逆の言い方をすれば、目標が曖昧なままだと、せっかく購入している金融商品やその他の運用方法が、本来の目的から外れた非効率なものであったり、わざわざ不必要なことをやっているということになりかねません。
さて、せっかくですからもう少し細かく詰めて行きましょう。
目標を数値化していきます。例えば「老後の生活費として月35万円は確保できるようにする」といったものです。
具体例の詳細は後述いたしますが、いついつまでにいくらの金額が必要だというものをはっきりさせるということです。
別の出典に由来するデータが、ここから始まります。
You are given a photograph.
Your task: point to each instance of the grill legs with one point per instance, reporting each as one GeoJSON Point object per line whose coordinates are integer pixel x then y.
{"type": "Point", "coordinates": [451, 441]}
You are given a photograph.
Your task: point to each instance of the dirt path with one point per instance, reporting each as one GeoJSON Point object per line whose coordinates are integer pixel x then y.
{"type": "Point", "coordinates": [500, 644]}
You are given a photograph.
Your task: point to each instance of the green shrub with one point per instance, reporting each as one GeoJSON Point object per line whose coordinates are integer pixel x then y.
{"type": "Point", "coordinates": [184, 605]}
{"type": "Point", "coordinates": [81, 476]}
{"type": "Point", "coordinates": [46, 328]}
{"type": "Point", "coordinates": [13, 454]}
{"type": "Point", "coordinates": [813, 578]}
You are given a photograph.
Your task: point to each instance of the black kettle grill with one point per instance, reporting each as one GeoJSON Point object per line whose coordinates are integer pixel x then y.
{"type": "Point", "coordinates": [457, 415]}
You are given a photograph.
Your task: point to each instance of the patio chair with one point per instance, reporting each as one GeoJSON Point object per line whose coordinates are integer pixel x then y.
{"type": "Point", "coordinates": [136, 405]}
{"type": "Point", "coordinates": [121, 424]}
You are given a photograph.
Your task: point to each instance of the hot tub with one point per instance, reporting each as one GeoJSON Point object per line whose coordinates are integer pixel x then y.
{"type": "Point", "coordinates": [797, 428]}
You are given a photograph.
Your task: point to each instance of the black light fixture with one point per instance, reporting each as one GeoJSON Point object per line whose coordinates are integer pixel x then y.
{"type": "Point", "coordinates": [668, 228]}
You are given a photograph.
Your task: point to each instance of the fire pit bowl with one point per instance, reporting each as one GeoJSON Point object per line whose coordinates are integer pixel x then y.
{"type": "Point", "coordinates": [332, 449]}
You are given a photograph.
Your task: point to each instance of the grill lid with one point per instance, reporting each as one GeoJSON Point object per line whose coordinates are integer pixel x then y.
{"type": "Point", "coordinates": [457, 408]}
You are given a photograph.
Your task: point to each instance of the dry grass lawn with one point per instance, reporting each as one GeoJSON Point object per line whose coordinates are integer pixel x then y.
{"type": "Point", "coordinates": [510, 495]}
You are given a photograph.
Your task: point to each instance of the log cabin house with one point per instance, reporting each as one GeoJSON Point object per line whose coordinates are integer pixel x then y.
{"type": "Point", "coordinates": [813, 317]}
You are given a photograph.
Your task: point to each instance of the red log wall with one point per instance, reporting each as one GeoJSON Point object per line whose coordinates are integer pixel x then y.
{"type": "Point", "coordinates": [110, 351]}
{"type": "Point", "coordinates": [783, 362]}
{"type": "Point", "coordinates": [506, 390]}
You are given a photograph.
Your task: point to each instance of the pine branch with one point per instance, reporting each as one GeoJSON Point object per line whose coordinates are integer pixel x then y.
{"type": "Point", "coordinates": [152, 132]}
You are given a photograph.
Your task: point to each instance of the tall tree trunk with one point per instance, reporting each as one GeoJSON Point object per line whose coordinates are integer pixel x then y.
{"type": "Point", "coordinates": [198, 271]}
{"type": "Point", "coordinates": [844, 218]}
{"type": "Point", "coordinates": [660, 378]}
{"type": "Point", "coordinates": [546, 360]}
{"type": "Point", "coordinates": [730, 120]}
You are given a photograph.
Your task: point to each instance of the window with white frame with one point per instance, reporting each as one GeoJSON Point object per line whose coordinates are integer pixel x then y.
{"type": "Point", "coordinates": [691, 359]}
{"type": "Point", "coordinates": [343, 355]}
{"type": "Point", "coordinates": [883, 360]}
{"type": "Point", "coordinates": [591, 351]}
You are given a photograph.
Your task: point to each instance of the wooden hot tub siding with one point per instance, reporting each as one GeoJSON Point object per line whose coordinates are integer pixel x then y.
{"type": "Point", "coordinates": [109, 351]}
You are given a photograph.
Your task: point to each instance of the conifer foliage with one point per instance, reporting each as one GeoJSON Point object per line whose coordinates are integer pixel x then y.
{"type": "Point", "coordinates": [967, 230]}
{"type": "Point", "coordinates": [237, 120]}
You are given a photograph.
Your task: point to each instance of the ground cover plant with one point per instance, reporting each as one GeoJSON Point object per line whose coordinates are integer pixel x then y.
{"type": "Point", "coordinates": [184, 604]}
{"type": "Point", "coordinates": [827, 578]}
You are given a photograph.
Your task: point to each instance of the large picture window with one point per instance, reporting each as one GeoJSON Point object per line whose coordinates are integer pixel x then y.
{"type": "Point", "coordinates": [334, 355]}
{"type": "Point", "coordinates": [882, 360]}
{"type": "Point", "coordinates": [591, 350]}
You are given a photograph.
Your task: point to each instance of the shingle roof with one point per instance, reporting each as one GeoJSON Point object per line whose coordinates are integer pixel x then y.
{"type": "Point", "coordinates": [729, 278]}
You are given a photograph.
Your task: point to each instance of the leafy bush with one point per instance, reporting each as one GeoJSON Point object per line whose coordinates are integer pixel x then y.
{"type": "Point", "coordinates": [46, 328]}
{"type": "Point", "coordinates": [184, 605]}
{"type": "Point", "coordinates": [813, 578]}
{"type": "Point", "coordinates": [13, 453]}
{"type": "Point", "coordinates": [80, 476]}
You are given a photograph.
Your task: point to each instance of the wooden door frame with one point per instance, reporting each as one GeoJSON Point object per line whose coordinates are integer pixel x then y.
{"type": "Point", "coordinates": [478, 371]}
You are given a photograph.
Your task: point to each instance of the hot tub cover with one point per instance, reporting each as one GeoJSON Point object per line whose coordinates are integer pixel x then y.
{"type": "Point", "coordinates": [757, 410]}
無理な目標を立てるのではなく、その時点での一般的な事例をきちんと調べた上でそのデータに基づいて必要額を算出します。その際に必要になるのが各種の統計データです。子供を大学に行かせるのにいくら必要か、ふつうはすぐに思い浮かびませんよね。そこで公的機関や民間の調査期間などで公表しているものを参考にして、裏付けのある数値を出します。
繰り返しますが、この目標を明確にして数値化する作業をしっかりやっておかないと、何のための資産運用かわからなくなります。目標を明確にすることで金額的にはあとどれくらい足らないのか、どのような対策を採っていけば良いのかも具体的にすることができますので、実現した時の嬉しさをイメージしながら取り組んでください。